Она начала препираться. Твердила, что у нас еще уйма времени, что она знает свои права, а разбойники — наоборот, не имеют никакого права приходить раньше назначенного ими же времени. Это вообще не по понятиям. Я настаивал на том, что с пулей в голове не особо-то отстоишь свои права, а понятия — это вообще не про них.
Мы спорили до тех пор, пока внезапно не погас свет. Все пререкания разом прекратились. Мы переглянулись, и не сговариваясь одновременно вскочили на ноги.
— Пошли, — сказала Леночка.
— Я, для компенсации морального ущерба, возьму еще это, — ответил я, хватая планшетку и пистолет Полковника.
Через минуту мы в полутьме спускались вниз. Туман, нашедший так внезапно, уже рассеивался. В глубине лощины, у гостиницы, и дальше — к воде, еще клубилась зыбкая завеса туманной мглы, но дальше, у подножья сопки, тумана почти не было. И разглядеть две фигуры на чистой дороге в сумерках для бандитов не представляло бы труда.
— Куда? — отдернул я девушку, направившуюся к выходу. — Через черный ход!
По окнам полоснул свет фонаря. Куль с деньгами, который Лена прижимала к груди, ее явно тормозил, но и бросить их она не могла. А я не мог бросить ее… как же я проклинал в этот момент свою сотрудницу и за ее шашни с постояльцем, и за ее жадность!

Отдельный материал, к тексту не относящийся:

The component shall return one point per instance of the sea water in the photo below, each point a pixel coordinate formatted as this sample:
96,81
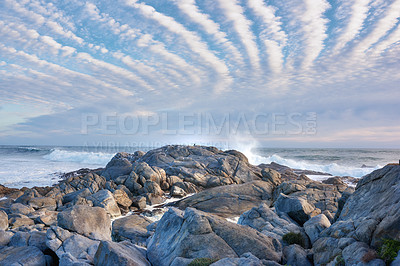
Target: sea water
42,165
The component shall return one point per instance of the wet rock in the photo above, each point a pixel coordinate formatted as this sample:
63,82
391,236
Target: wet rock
5,237
92,222
80,249
43,202
21,209
195,234
119,165
355,254
315,226
28,194
71,197
266,221
295,255
47,218
229,201
246,259
297,208
29,256
132,228
105,199
20,239
3,220
370,214
123,253
140,203
272,176
18,220
122,198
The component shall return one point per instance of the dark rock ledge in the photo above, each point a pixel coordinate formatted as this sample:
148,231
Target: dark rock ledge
283,216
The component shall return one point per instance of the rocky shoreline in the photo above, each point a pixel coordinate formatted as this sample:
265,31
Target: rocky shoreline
101,217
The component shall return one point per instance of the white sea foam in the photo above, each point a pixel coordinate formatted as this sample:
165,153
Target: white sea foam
91,158
333,168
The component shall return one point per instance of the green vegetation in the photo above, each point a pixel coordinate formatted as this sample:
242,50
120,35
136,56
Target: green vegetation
294,238
389,249
202,262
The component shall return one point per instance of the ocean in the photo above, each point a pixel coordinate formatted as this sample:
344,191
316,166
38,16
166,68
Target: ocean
42,165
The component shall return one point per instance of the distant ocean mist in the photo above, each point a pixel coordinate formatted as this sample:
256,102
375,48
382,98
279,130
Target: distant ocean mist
41,165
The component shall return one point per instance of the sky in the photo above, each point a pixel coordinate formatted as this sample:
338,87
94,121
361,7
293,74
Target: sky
301,73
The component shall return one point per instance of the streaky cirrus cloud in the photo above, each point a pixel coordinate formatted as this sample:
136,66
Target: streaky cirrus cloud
186,58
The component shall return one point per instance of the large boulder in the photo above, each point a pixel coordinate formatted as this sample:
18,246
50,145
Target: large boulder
92,222
296,207
29,256
120,164
244,260
295,255
195,234
370,214
315,226
75,247
322,197
3,220
5,237
203,166
132,227
105,199
268,222
20,208
229,201
43,202
123,253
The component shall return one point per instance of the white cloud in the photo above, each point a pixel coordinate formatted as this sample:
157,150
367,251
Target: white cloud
384,25
314,28
193,41
235,14
273,36
211,27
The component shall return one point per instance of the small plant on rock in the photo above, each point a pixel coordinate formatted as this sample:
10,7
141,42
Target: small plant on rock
294,238
202,262
389,249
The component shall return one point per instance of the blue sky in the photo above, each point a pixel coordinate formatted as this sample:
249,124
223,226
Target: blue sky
269,64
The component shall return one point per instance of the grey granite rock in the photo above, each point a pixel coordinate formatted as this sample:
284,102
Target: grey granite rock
229,201
195,234
27,256
92,222
123,254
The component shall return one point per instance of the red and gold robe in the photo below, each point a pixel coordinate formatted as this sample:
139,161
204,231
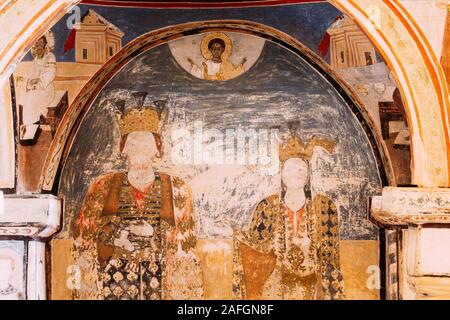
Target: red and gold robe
116,263
271,261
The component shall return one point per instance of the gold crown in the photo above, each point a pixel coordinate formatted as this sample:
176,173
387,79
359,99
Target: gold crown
294,148
146,119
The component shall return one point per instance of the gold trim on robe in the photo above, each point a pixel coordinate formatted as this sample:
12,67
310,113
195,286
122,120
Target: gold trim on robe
271,261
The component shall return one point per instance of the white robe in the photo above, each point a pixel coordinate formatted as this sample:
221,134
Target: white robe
40,96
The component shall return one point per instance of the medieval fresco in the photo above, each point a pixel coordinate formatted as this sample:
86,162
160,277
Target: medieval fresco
62,61
218,165
178,186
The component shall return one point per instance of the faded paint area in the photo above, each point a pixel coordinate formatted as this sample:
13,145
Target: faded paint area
278,90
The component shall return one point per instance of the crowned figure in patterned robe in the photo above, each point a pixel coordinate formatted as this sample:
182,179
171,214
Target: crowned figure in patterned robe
291,248
135,233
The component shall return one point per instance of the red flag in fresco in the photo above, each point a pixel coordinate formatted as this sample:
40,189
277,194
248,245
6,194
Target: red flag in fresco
325,43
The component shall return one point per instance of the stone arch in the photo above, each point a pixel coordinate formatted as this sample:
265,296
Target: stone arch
66,132
392,30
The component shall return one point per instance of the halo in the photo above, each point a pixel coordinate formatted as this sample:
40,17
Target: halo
216,35
50,37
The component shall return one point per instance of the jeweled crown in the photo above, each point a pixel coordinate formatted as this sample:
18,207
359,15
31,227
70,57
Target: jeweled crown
146,119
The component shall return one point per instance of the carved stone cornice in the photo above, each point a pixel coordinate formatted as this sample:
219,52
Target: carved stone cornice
407,206
34,216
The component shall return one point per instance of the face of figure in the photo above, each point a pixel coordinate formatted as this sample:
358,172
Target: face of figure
40,47
140,149
295,173
216,48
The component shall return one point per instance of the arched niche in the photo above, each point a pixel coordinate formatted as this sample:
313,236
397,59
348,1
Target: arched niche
86,145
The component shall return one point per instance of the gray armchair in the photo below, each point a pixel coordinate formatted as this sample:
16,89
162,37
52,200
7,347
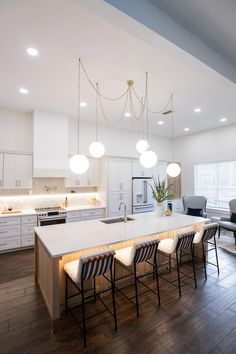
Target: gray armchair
194,202
226,223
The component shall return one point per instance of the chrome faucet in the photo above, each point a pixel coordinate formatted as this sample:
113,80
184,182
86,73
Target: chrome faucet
125,216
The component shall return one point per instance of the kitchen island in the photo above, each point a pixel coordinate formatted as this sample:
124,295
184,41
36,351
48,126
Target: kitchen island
56,245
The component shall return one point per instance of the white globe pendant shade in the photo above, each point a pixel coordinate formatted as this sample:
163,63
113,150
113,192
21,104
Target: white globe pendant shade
79,164
148,159
173,169
142,146
97,149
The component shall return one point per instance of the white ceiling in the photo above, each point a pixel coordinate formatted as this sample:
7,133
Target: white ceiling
62,31
213,21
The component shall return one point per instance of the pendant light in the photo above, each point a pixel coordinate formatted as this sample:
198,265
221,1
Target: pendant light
148,157
79,163
173,168
97,149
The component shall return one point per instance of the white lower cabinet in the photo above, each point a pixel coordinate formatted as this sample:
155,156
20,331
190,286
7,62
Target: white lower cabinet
114,200
17,232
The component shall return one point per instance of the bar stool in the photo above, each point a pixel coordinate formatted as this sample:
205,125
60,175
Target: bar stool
181,244
85,268
129,257
204,238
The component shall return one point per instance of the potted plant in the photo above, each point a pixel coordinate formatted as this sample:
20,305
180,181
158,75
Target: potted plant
160,192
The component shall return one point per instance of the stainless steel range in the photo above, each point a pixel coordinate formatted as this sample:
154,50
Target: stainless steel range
51,216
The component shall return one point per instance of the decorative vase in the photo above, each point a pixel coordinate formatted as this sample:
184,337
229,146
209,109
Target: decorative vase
160,209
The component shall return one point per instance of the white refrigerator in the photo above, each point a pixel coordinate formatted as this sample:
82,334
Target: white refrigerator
142,200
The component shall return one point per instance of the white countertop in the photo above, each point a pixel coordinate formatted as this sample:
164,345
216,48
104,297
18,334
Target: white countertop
21,213
85,207
72,237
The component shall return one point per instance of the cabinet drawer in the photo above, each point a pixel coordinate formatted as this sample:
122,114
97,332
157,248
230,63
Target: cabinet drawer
73,214
7,231
9,221
31,219
27,240
9,243
93,212
27,229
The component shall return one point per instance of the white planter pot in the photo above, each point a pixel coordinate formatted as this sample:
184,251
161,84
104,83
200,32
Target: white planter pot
160,209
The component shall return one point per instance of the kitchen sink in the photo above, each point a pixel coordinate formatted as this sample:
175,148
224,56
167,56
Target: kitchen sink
115,220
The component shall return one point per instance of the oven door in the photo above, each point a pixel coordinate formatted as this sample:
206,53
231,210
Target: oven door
52,221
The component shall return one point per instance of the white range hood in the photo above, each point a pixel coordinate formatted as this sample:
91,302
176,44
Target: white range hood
50,145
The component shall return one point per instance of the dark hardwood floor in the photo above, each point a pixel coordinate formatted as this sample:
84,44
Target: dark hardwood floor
202,321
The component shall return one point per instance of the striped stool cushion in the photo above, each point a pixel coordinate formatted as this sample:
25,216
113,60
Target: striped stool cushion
90,265
139,252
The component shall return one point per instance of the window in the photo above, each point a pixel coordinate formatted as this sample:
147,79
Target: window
216,181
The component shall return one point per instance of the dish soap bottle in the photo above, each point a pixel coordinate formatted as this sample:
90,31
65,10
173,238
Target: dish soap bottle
66,203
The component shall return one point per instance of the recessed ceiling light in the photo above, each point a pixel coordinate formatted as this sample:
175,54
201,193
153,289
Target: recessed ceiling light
32,51
24,91
222,120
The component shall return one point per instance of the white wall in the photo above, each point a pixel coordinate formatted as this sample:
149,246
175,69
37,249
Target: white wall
214,145
16,134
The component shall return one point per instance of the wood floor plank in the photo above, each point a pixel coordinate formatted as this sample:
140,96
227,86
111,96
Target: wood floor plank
202,321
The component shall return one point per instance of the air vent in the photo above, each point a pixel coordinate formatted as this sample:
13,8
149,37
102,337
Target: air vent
167,112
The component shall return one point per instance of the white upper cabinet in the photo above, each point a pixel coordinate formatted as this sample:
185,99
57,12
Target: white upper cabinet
140,171
50,141
120,174
17,171
89,179
160,170
1,171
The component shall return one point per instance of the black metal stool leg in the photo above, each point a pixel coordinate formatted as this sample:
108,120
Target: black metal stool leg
217,260
136,290
194,271
94,289
113,298
169,263
66,294
157,281
177,263
204,259
83,312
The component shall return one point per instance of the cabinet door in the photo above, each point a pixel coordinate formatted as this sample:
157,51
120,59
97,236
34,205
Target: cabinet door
114,200
94,173
1,171
120,175
24,171
10,179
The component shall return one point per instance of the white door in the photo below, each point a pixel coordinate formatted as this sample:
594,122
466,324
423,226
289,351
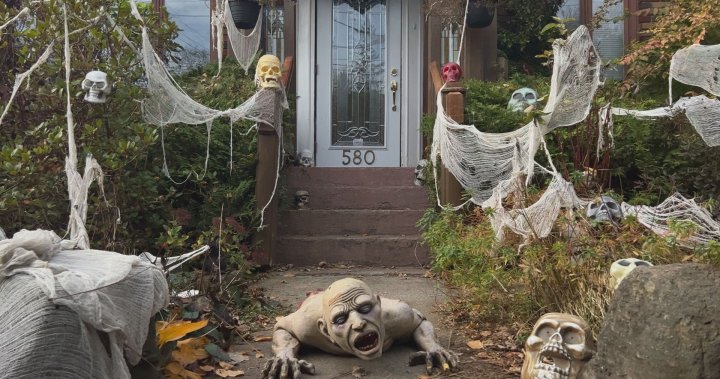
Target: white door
358,96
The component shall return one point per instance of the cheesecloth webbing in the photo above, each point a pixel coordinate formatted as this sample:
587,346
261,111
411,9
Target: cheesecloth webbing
55,302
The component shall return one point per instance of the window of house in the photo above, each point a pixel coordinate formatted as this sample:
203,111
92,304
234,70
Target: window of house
274,32
450,43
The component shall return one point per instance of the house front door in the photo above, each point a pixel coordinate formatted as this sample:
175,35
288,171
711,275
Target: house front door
358,82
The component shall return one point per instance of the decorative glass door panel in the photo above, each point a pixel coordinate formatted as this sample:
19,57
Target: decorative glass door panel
358,99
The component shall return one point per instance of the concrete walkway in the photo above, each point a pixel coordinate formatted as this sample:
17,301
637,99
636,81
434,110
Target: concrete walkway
408,284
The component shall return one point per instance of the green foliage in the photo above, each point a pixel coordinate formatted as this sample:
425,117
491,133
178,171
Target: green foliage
144,210
680,24
520,24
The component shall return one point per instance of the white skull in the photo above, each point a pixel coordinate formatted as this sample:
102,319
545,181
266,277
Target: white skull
420,172
622,267
302,199
521,99
96,86
267,72
305,158
558,348
604,209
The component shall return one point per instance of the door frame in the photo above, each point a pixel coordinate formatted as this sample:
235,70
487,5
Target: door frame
411,84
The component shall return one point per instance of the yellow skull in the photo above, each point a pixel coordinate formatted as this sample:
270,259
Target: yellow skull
267,72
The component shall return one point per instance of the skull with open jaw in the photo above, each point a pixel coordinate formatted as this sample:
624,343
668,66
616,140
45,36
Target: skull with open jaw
558,348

К счастью, неподалеку оказался мостик через ручей, стекающий с сопок в море, туда я и нырнул, схватив девушку в охапку. Мостик был низенький — около метра высотой, и я почти сразу стукнулся головой о доски. На боль я не обращал внимания, надеясь только, что звук удара останется не услышанным злоумышленниками, ведь до "Адмирала Казакевича" было рукой подать — не больше тридцати метров.
5. Конец чернявенькой
Не прошло и пяти минут, а по деревянному настилу моста прогрохотали чьи-то шаги. Я насчитал человек семь-восемь.
— Где вас носит? — раздался с другой стороны голос, в котором я узнал Бьянку. — Мне опять все самой делать?
— Я был бы не против, — хохотнул кто-то.
И сразу раздался дикий визг. Любопытство побороло инстинкт самосохранения, и я высунулся из своего укрытия, надеясь, что чахлые кустики скроют меня от посторонних глаз.
В самом деле, считая Бьянку, было восемь человек… а, нет, девять! Еще один, схватившись за промежность, катался по земле.
— Еще раз — и вообще оторву, — холодно ответила негритянка. — Выносите дверь.
Последовало несколько выстрелов, приглушенных глушителем, на каждый из которых дверь отзывалась жалобным звоном. Затем один из них — по силуэту я узнал Дядю Степу, саданул по двери ногой.
— На себя, дебил, — прорычала женщина.
Несколько человек вошли в дом, на крыльце остались Бьянка и еще один — тот, что получил по причиндалам.
— Капитан убит! — раздался крик.
— Обыщите его, — приказала африканка. — Остальные — наверх, к вещам капитана!
Бандиты загремели ботинками по ступеням, весь дом задрожал от их топота. Затем снова раздались удивленные голоса. Окно в комнате постояльца со звоном распахнулось, и вниз посыпались осколки разбитого стекла. Из прямоугольника, освещенного изнутри фонарем высунулся человек. Его голова и плечи были хорошо видны на фоне желтого электрического света.